Seqanswers Leaderboard Ad

Collapse

Announcement

Collapse
No announcement yet.
X
 
  • Filter
  • Time
  • Show
Clear All
new posts

  • GSMapper trimming

    Hello everyone,

    I've some SNP containing sequences, obtained some months ago from a fish species, and now we've obtain a genome close to our fish. I'm using GSmapper to map them to that genome, but I don't known why the program deletes 6 of our 15 sequences from the analysis. I've specified that I don't want a trimming step so I can't understand why the program is doing this. The documentation didn't help neither.
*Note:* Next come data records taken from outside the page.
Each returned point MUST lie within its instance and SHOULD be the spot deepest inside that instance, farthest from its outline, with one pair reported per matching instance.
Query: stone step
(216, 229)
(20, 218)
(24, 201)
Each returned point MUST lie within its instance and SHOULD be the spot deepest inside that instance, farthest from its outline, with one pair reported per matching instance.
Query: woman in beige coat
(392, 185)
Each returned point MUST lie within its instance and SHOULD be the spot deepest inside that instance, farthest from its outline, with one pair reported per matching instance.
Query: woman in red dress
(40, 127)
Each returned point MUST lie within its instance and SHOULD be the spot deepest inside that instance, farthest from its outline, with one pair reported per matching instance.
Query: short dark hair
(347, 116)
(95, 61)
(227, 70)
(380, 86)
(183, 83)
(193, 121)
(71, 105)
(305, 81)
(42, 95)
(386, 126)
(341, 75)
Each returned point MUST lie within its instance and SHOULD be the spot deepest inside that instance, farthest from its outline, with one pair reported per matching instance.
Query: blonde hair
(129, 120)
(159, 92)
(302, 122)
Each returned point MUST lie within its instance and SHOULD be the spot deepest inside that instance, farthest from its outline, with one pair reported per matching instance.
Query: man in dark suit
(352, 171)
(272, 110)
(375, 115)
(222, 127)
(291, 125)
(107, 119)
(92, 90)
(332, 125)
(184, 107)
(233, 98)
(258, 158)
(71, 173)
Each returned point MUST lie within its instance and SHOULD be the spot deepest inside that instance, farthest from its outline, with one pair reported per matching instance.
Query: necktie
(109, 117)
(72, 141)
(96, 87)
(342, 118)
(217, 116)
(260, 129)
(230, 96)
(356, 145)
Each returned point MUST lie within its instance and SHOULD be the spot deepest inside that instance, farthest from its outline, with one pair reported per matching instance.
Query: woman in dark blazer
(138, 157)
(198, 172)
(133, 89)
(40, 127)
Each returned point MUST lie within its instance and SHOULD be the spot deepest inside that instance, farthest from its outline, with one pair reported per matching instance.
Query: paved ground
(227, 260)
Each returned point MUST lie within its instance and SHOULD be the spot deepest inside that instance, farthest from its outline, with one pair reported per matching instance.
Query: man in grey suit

    Is a very silly question, but I can't find the solution. Any help of experienced people?

    Thanks in advance!

  • #2
    Hi Peitx,

    Sequences may be of low quality and/or small in length (<20 bp dufault). It is not necessary all sequences will be used for mapping to genome.

    Regards,

    Comment


    • #3
      Have a look at 454ReadStatus.txt

      Read Mapping Mapped % of Read Ref Ref Ref
      Accno Status Accuracy(%) Mapped Accno Start Stop Strand
      G5FF2WU01DTSD6 Full 95 100 chr2 227896723 227896852 -
      G5FF2WU01CKAXT Full 97 100 chr10 73453619 73453688 +
      G5FF2WU01BP3ZV Full 98 100 chr12 48373154 48373213 +
      G5FF2WU01CMIB1 Full 99 100 chr14 76948381 76948530 -
      G5FF2WU01ARMHW TooShort
      G5FF2WU01EVYYN Repeat
      G5FF2WU01EL8WA Repeat
      [...]


      It should at least answer your question why your reads are not mapped.

      cheers,
      Sven

      Comment


      • #4
        Thanks both for the reply

        Ketan, I'm sure that that the length is more than 20bp (minimum is 146, like you can see below). I dont have quality scores, but the seems that this is not a problem, because it accept the sequence (and I'm not interested in variant calling)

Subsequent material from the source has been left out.